There was to be no climax, vandals breaking into the ground overnight before pouring oil over the pitch and gouging out parts of it. Rain which started before lunch would almost certainly have prevented a positive result either way.
A day was added to the final match at The Oval and Australia made sure they would hang on to the lead when Rick McCosker (127) and Ian Chappell – making 192, having announced he was stepping down as captain – put on 277 for the second wicket on the way to 532-9dec. A weather-hit third day perfect for bowlers was instrumental in England being dismissed for 191, Thomson and Max Walker claiming four wickets each, and they followed on early on 341 behind early on day four.
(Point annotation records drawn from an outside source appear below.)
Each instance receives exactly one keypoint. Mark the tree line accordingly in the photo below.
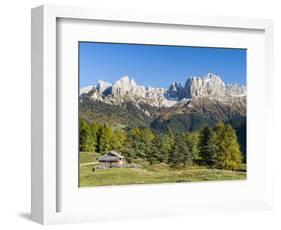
(213, 147)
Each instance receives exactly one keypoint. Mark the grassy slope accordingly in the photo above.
(155, 174)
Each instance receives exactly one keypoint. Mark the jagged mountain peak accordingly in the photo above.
(126, 88)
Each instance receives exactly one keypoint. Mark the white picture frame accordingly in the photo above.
(47, 175)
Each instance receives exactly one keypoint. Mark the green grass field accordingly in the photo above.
(150, 175)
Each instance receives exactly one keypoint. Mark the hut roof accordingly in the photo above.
(106, 158)
(114, 153)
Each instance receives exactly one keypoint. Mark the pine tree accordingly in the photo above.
(207, 146)
(170, 142)
(118, 140)
(105, 136)
(157, 151)
(229, 155)
(85, 137)
(94, 133)
(192, 140)
(147, 135)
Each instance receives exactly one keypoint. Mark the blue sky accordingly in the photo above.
(158, 66)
Edrich dug deep foundations this time in making 96 and was just four runs from an eighth century when he was bowled by Lillee early on day six.
“I thought it was on hit him through the legside but I missed it,” reflects Edrich ruefully, but he had the opportunity to watch county colleague Graham Roope make 77 on his recall after two years out while David Steele – the 33-year-old from Northamptonshire who made such a huge impact that he was Sports Personality of the Year for 1975 – hit 66. The man who saved England, though, was Kent’s Bob Woolmer, whose 149 stretched over a remarkable 495 minutes.
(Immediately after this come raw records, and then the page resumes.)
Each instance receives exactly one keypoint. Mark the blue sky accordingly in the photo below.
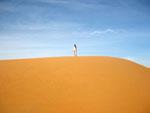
(45, 28)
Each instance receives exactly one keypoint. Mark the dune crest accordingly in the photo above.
(74, 85)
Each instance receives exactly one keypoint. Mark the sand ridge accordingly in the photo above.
(74, 85)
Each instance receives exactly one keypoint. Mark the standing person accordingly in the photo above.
(75, 50)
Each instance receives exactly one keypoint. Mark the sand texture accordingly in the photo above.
(74, 85)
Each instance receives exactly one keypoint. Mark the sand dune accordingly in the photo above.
(74, 85)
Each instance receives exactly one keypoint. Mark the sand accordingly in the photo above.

Australia, having declared late on the second day, finally dismissed their opponents for 538 late on the sixth, Lillee (4-91) and Doug Walters (4-34) their most successful bowlers, and rested weary limbs in batting out time at 40-2.
Edrich’s long spell in Test cricket had finished by the time Australia returned for their schedule tour in 1977, a series overshadowed by many of the world’s best players signing to play in Kerry Packer’s World Series Cricket down under.
England, led now by Mike Brearley, were easily the better side and won 3-0, a draw at Lord’s followed by wins at Old Trafford, Trent Bridge and Headingley. The opening day at The Oval was lost to rain and the hosts found themselves inserted, being bowled out for 214. The outstanding feature of the second day had been debutant seamer Mick Malone bowling all but two of the 45 overs bowled from the Vauxhall End, finishing with 5-63 from 47 in what was to be his sole Test.
David Hookes’s 85 and a century stand for the ninth wicket between Max Walker (78no) and Malone (46) took Australia to 385 but with much of the third day having also been lost to the weather, England only had to bat out 26 overs, finishing at 57-2 in a soggy finish to a series full of action on the pitch and intrigue off it.